Sometime during your crusade to seal those energy robbing cracks and holes in your home, you're bound to start asking yourself, "Isn't air flow important for a healthy home? Can I take this whole thing to the extreme?"
The answer is yes, and probably not.
While it's true that air flow prevents pollutants like dust and mold from reaching unhealthy levels, a leaky home provides no assurance that indoor air pollutants are properly eradicated: during periods of calm weather with no wind, for example, air can sit stagnant in a leaky home for days. On the other hand, during a windy day in the winter, a leaky home effectually needs to be re-heated from scratch every few hours, which is a waste of both energy and money. So the best way to ensure that a home is both healthy, safe, and energy efficient is to air seal the home as well as possible, and to pair air sealing efforts with increased mechanical ventilation to make sure that air cycles in and out of the house at a healthy and consistent rate.

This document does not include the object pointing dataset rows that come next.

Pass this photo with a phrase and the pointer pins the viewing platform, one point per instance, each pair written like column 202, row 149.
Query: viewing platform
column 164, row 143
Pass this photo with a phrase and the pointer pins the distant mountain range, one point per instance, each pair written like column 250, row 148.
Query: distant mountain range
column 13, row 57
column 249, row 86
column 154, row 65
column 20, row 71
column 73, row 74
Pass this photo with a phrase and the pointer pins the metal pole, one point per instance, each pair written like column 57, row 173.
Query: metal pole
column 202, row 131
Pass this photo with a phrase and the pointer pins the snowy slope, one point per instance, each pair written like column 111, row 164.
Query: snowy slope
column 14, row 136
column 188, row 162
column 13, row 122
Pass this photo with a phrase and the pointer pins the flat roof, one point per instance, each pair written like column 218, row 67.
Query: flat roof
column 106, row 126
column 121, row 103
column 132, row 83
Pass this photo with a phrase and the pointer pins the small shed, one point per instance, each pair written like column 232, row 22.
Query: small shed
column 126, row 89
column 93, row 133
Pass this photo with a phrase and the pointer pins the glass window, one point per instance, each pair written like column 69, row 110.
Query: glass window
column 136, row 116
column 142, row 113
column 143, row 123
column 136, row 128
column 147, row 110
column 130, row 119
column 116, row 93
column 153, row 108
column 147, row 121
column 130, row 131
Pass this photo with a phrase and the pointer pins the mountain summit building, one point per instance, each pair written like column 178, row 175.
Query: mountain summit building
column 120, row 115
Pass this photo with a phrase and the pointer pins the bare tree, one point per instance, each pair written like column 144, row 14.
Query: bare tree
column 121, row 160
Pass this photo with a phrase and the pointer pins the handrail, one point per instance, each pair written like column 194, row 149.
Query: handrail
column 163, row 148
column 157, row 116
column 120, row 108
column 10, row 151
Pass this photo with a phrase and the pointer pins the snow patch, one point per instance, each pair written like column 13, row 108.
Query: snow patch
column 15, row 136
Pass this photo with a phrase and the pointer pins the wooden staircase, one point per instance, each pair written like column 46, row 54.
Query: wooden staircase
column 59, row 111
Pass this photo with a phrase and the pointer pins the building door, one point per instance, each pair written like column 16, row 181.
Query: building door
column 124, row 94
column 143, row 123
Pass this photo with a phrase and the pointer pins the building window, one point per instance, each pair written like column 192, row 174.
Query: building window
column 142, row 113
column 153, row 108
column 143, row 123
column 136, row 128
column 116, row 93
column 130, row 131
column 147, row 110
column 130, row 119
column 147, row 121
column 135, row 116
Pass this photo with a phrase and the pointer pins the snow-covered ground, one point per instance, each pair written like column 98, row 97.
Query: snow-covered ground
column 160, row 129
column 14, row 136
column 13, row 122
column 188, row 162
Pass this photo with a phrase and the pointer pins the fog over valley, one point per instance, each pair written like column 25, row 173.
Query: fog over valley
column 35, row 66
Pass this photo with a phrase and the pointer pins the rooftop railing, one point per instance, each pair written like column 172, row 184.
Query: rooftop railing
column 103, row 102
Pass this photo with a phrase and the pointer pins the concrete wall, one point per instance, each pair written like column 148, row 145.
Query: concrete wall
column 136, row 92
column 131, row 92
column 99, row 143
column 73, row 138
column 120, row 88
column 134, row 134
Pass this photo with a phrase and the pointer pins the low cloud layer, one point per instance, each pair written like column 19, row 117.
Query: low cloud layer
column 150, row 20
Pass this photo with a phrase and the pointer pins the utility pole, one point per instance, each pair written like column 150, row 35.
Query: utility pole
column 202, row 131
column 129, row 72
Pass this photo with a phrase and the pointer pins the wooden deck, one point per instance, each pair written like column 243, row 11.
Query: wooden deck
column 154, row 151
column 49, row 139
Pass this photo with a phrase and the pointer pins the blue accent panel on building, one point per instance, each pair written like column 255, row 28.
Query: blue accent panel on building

We almost always recommend a hear recovery ventilator (HRV) or energy recovery ventilator (ERV), even for old and leaky homes, as they are a far more reliable source of ventilation than the natural ebbs and flows of air that enter the home through the basement and other air leaks. Even if you happen to live in an old 1700's cape or farmhouse, a heat recovery ventilator can be a wise choice, as they are typically more cost effective than dehumidifiers and safer than bath fans and range hoods.
Ventilation standards like ASHRAE 62.2 are largely designed for newer, very energy efficient buildings that have very little air leakage. Still, they can be a good guideline for achieving healthy ventilation and safe indoor air quality in any building. Our process takes into account ASHRAE and other guidelines (including the EPA's recommendation of an air change rate of .35 ACH) while performing building performance upgrades to ensure that your home is safe and healthy.
The best thing you can do as a homeowner to ensure that your home is as energy efficient and as healthy as possible is to talk to your home energy auditor about where you should focus your home improvement efforts. But as a basic premise, as the mantra goes, "seal tight, and ventilate right."